Poco después de abrirse las urnas la noche del 6-J, Felipe González se dirigió a sus nueve millones de votantes para comunicarles que había entendido su mensaje; los resultados de las elecciones europeas y andaluzas de ayer parecen demostrar, sin embargo, que mucha gente que respaldé hace un año al PSOE se considera hoy decepcionada o incluso engañada. Vistas las cosas en esa perspectiva, cabría concluir que el presidente del Gobierno, o bien no captó las exigencias implicadas en aquellos sufragios, o bien no supo, no pudo o no quiso satisfacerlas a lo largo del último año. El desenganche del PSOE de tres largos millones de votantes, desencantados por el incumplimiento del programa de impulso democrático, prometido hace 12 meses por Felipe González, ha beneficiado al PP y a IU o ha nutrido las bolsas de abstención.El duro castigo aplicado a los socialistas por esos antiguos votantes se relaciona probablemente menos con las mutaciones ideológicas y los cambios de lealtades partidistas que con un cierto temor moral a que su respaldo incondicional al PSOE pudiera ser interpretado por sus dirigentes como la convalidación de una laxa actitud hacia la corrupción que ha facilitado la degeneración de nuestra vida pública (desde el caso Guerra hasta el caso Rubio y el caso Roldán, pasando por el caso Filesa). No faltan los precedentes justificadores de esa desconfianza: la espectacular victoria socialista en las autonómicas andaluzas de 1990 fue utilizada por el entonces vicepresidente del Gobierno como una zambullida en el Jordán que le exoneraba de cualquier responsabilidad política por, las picarescas hazañas de su hermano y ayudante en la Delegación del Gobierno en Andalucía.
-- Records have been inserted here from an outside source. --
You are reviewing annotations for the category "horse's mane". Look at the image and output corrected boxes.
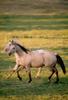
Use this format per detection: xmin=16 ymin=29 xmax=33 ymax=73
xmin=16 ymin=43 xmax=30 ymax=53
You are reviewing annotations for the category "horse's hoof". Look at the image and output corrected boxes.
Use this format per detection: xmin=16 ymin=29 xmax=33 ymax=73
xmin=54 ymin=82 xmax=58 ymax=84
xmin=48 ymin=77 xmax=51 ymax=83
xmin=54 ymin=81 xmax=59 ymax=84
xmin=54 ymin=79 xmax=59 ymax=84
xmin=28 ymin=80 xmax=32 ymax=83
xmin=19 ymin=77 xmax=22 ymax=81
xmin=48 ymin=79 xmax=51 ymax=83
xmin=48 ymin=76 xmax=51 ymax=80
Como suele ocurrir con las goleadas futbolísticas, los comentarios que subrayan los errores de los derrotados corren el peligro de rebajar indebidamente los aciertos de los triunfadores. Ayer se ha roto un importante tabú: aunque los comicios europeos y legislativos cubran ámbitos de naturaleza distinta, el PP ha ganado por vez primera unas elecciones a escala nacional; los buenos resultados obtenidos por los populares en Andalucía hacen todavía más notable su éxito de ayer. A partir del 124, las posibilidades de José María Aznar de ser presidente del Gobierno a corto o medio plazo han dejado de ser una idea abstracta o un programa voluntarista para convertirse en una perspectiva razonable y concreta. La salud de los sistemas democráticos depende en gran medida de la existencia de una alternativa capaz de ganar unas elecciones; buena parte de los excesos y de los errores cometidos por los socialistas durante sus tres primeras legislaturas -especialmente su suicida permisividad hacia la corrupción y los abusos- pueden ser atribuidos a esa patológica situación del bipartidismo imperfecto que eterniza en el poder a una formación política y condena a sus adversarios a una oposición sin remedio.
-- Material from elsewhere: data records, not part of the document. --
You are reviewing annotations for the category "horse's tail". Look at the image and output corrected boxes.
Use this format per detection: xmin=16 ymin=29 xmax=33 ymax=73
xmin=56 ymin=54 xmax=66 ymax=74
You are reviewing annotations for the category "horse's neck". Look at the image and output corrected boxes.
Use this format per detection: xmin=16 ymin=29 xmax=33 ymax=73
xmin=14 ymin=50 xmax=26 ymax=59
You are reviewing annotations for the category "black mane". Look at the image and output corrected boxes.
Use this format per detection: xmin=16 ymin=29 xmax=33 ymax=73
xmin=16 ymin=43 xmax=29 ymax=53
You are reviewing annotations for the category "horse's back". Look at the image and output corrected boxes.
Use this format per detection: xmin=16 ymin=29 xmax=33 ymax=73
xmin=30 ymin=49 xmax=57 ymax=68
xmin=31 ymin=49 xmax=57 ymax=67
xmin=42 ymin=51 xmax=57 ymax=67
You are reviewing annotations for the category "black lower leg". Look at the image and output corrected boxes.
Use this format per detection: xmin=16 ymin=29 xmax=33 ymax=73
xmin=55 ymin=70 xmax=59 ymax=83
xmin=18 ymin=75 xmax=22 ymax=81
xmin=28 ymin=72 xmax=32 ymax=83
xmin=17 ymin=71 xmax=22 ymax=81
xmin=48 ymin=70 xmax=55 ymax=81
Si el ascenso de IU en esta jornada electoral -producido tanto a escala nacional como en la comunidad andaluza llegara a consolidarse en las siguientes- convocatorias, y si los socialistas también cristalizaran a la baja en el futuro sus resultados de ayer, los equilibrios políticos dentro de la izquierda se alterarían sustancialmente; entonces llegaría a su fin el proyecto hegemónico que permitió al PSOE durante más de diez años disponer de la mayoría absoluta en las Cortes Generales y ocupar el Gobierno central en solitario. Esa nueva situación obligaría seguramente a replantear todas las estrategias de alianzas y de enfrentamientos que han venido sirviendo de pauta a nuestra vida pública, especialmente la gravitación de la política electoral hacia el centro y la moderación. Solamente si Felipe González conservara no sólo el oído suficiente para escuchar y entender el segundo mensaje del electorado, sino también la voluntad y la capacidad para darle respuesta, le sería posible navegar aguas arriba de una corriente hoy impetuosa.